Da un plateau rouge si erge, si frange, ci adesca. Zattera della Medusa, ci barcamena dove non sa, senza pilota che se stessa, catafratta, calafata, scoscesa. Non bella ma dei dolori che portano lontano balia, culla cresciuta nella montagna, allerta del vento, sentinella che pesa e affila la nottata.

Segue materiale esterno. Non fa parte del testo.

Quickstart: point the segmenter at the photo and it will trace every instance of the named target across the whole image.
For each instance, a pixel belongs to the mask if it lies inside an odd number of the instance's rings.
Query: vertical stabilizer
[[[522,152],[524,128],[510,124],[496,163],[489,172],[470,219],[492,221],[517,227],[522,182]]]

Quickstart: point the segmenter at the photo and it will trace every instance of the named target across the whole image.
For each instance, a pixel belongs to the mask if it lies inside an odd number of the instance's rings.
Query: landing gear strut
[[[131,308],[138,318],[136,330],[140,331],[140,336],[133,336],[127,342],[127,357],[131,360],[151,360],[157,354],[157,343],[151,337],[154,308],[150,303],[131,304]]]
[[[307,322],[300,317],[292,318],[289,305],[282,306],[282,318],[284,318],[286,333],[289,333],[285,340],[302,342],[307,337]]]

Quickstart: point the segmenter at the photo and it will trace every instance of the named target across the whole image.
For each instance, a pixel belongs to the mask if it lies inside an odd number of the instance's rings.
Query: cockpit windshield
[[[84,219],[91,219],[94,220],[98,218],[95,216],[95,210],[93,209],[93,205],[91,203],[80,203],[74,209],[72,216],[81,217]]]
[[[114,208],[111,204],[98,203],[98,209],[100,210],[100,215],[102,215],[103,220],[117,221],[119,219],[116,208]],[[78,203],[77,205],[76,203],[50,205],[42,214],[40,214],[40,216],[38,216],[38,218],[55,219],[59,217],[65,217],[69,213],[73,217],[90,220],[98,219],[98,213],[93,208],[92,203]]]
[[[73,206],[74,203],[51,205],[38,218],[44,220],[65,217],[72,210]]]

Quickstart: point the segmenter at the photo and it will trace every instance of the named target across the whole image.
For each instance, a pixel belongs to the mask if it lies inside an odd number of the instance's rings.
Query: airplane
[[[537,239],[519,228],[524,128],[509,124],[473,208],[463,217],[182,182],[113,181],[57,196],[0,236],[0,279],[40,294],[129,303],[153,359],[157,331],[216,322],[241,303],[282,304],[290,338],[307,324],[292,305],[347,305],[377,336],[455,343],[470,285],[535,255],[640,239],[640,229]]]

Non l'avete notata? Non avete prenotato per l'imbarco? Prenotatevi, ma dal vivo, c'è pasto per tutti nei suoi corpi intagliati. Di Sangregorio scultura assurda, immanentissima. Undecima fatica di Ercole, rimorso di Adelchi e ripudio della dolce Ermengarda. Desiderio allo stato impuro, che scardina chi la guarda. Rossa di Persia, in corpore brucia di classicità deviata, le vene rotte senza vergogna. Barbarica, offre la fuga dei nomadi e la rubrica della nascita, dal nero alla luce.
Oracolo di legno e pietra, gravido di sogni e segni.
Antimateria. Spaccata la rotta, naviga con tremore, attraverso la sincope del tempo. E canta dal fondo, Sirena celtica, e affonda le statue del mondo mentre tutto il verde d'intorno impallida, i flutti salgono.
E parla quando non deve e sposa il gelo, il sole e la neve e penetra e si fa penetrare con grida al cielo.
Arca dei folli, pazza d'amore per il fiume Ticino, dove vai? Dove stai? Nel parterre della Provincia, Longobarda, a tastare con le tue membra vive il sesso il trono e la morte di ciascuno.